O documento agora publicado (disponível aqui), destina-se a agentes do sector familiarizados com o PDR2020, e incluí, de forma sintética, a seguinte informação:

  • A execução das “operações florestais” consideradas foi inferior à execução global do PDR2020, quer considerando a taxa de compromissos, quer a execução financeira. A taxa de execução financeira é preocupantemente baixa, variando de 24 a 66% (não considerando a taxa de 84% da medida 8.1.1).

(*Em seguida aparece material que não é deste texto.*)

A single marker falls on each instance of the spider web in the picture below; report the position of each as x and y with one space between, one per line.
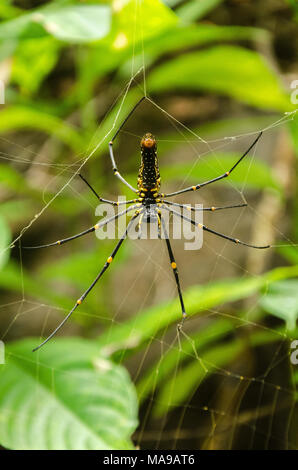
242 404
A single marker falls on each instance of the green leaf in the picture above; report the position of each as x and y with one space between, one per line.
252 173
73 23
152 16
180 386
289 252
5 238
19 117
282 301
32 62
66 396
195 10
132 333
227 70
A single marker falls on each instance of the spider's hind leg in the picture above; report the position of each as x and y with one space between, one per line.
174 268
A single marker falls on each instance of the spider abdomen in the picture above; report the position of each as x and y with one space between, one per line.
149 177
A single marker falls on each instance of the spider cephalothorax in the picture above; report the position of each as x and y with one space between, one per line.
148 207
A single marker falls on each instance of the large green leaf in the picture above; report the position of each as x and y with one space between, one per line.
21 117
282 301
254 174
229 70
132 333
70 23
33 61
67 396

  • A maioria das candidaturas apresentadas (87%) estavam decididas mas a taxa de aprovação é baixa (14 a 31%), com exceção das operações 8.1.4 e 8.1.6, em que foi de 76%. A maioria das candidaturas apresentadas não teve dotação orçamental. Em 2020, 70% da dotação dos anúncios foi regionalizada.
  • A operação 8.1.5 é a que tem mais candidaturas (35%) e financiamento contratualizados (34%) e foi a que maior crescimento teve face a janeiro de 2020, com mais 40% de candidaturas e 36% de financiamento contratualizados. Em conjunto, 3 operações representam 91% do valor contratualizado (8.1.3; 8.1.4 e 8.1.5). Para estas 3 operações, de forma generalizada, a tipologia de ações que concentram mais investimento são a beneficiação de montados (8.1.5), a estabilização de emergência pós incêndio(8.1.4)  e a prevenção de incêndios (8.1.3).
  • O Alentejo continua a ser a região com mais investimento e número de candidaturas, com respetivamente 43% e 42% do total contratualizado. A região Norte representa apenas 17% do valor e 16% das candidaturas contratualizadas. Apenas para a operação 8.1.4 se destaca a região Centro.
  • Os dados disponíveis sugerem que o investimento em pinheiro-bravo será muito baixo, já que em apenas 7,8% das candidaturas contratualizadas esta espécie surge na descrição das intervenções.
  • Os privados são o tipo de beneficiário mais representativo para 4 das 6 operações consideradas (8.1.1; 8.1.2; 8.1.5 e 8.1.6), representando 52 a 99% do investimento elegível naquelas operações. As autarquias destacam-se  na operação 8.1.4 e as ZIF na 8.1.3, com, respetivamente 43% e 40% do investimento elegível aprovado em 2019.